В среду непременно хочу переехать в город. Весь размок здесь.
25
А. С. Суворину
8 октября 1883 г., Петербург.
Уважаемый Алексей Сергеевич!
В высокой степени любопытно то, что Лев Толстой сделал * , но «Петерб<ургские> ведом<ости>» врут, что он отказался будто потому, что христианину нельзя судить. Есть текст «по суду любящих имя твое — спаси мя». Судить самый высокий христианин может, и суд его будет благ, ибо, «любя имя божие», он может «спасти», а не погубить. Судиться «у своих», то есть у верующих, даже повелевается св. писанием. — Дело, вероятно, зависело от присяги, от ее убийственного для христианской совести текста, повелевающего нам «клясться богом». Я об этом в прошлом году давал заметку Вам. Гей * ее (в Ваше отсутствие) счел негодною — и возвратил, — она напечатана под моим же именем у Аксакова, с заглавием * «Снедаемое слово». Многие не произносят — «снедают» — слова присяги, — Толстой, очевидно, на это лукавство не согласился. Но он не один таков. Из военного министерства ко мне приезжал три раза казачий генерал Хрещатицкий, присланный по поводу той же моей статьи в «Руси», с просьбою комиссии по учреждению войск «составить новый, иной текст присяги», так как и в войсках люди (особенно казаки) тяготятся ужасающими клятвами русской присяги. Я два раза отклонял от себя это, но потом составил новый текст присяги, кажется довольно удачно. Хрещатицкий * опять приехал ко мне благодарить меня и передавал «общий восторг». Присяга написана коротко, стильно, в христианском духе, без угрожений и самонадеянности.
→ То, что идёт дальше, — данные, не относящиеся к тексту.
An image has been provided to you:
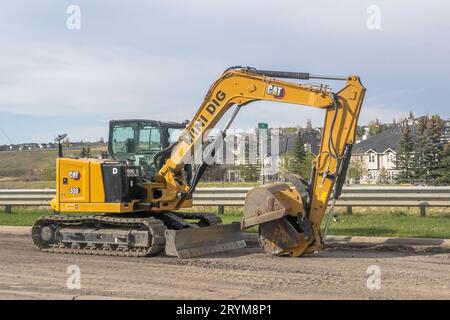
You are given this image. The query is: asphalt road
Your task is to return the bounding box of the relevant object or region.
[0,234,450,299]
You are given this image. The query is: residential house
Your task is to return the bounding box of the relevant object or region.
[349,125,402,184]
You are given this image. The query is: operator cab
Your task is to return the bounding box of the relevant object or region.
[108,120,185,181]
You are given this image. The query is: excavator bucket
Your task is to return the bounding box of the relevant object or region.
[241,183,312,255]
[241,183,291,229]
[165,223,246,259]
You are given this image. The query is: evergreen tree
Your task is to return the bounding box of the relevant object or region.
[423,115,444,184]
[436,144,450,186]
[368,119,378,136]
[412,117,428,180]
[397,121,414,182]
[378,167,388,184]
[293,131,306,163]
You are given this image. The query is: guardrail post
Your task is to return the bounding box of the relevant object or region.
[419,205,426,217]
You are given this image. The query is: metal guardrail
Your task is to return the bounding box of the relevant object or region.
[0,186,450,216]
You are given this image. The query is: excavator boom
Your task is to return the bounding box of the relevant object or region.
[159,67,365,256]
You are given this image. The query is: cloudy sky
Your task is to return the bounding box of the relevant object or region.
[0,0,450,144]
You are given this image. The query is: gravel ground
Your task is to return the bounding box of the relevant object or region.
[0,234,450,299]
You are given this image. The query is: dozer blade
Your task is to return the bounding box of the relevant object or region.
[165,223,246,259]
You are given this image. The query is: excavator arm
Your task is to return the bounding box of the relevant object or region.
[157,67,365,256]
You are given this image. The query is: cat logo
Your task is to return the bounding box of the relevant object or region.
[267,84,284,99]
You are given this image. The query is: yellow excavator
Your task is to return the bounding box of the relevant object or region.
[32,67,365,258]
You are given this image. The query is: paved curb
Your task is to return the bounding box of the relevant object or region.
[327,235,450,247]
[0,226,450,247]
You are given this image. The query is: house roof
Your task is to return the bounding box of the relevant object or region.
[353,125,402,153]
[279,133,320,155]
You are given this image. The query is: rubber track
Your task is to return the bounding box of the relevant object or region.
[32,215,166,257]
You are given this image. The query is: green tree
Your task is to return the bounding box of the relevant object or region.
[80,147,87,158]
[368,119,379,136]
[397,121,414,182]
[378,167,388,184]
[436,144,450,185]
[424,115,444,184]
[293,131,306,163]
[239,164,261,181]
[412,117,428,180]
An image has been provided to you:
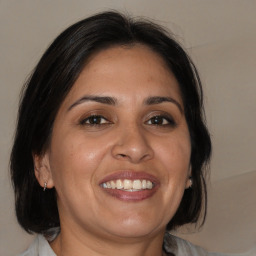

Нынче по зиме это должно решиться для войск, но доколе же будет оставаться все это в нынешнем возмутительном виде для людей гражданских! Случай с Толстым слишком благоприятен, чтобы теперь промолчать об этом в чуткой газете. По крайней мере я так думаю и за напоминание о том прошу у Вас извинения.
Имя генерала Хрещатицкого, конечно, неудобно упоминать, но о деле, думается, можно бы написать хорошую передовую статейку.
Ваш покорный слуга
Н. Лесков.
А Толстому, знаете ли, чего хочется!.. Он совсем онародовел и «жаждет пострадать». Поверьте, что это так!
26
А. С. Суворину
9 октября 1883 г., Петербург.
С величайшим бы удовольствием исполнил, о чем Вы мне пишете, Алексей Сергеевич, но я завтра уезжаю в Москву и теперь весь в сборах и хлопотах; а это надо написать спокойно и хорошенько. По приезде назад с радостью это сделаю. Это ведь не к спеху.
О Льве Н. Толстом я совершенно тех же мыслей, как и Вы, но это не исключает сбыточности моих предположений насчет «желания» постраждовать. Он будет рад, если его позовут к суду за ересь, но этого, как Вы справедливо думаете, — не будет. Желаниепостраждовать ведь даже прямо выражено им в конце его предисловия к его евангелию. Вихляется он — несомненно, но точку он видит верную: христианство есть учение жизненное, а не отвлеченное, и испорчено оно тем, что его делали отвлеченностью. «Все религии хороши, пока их не испортили жрецы». У нас византиизм, а не христианство, и Толстой против этого бьется с достоинством, желая указать в евангелии не столько «путь к небу», сколько «смысл жизни». Есть места, где он даже соприкасается с идеями Бокля. Старое христианство просто, видимо, отжило и для «смысла жизни» уже ничего сделать не может.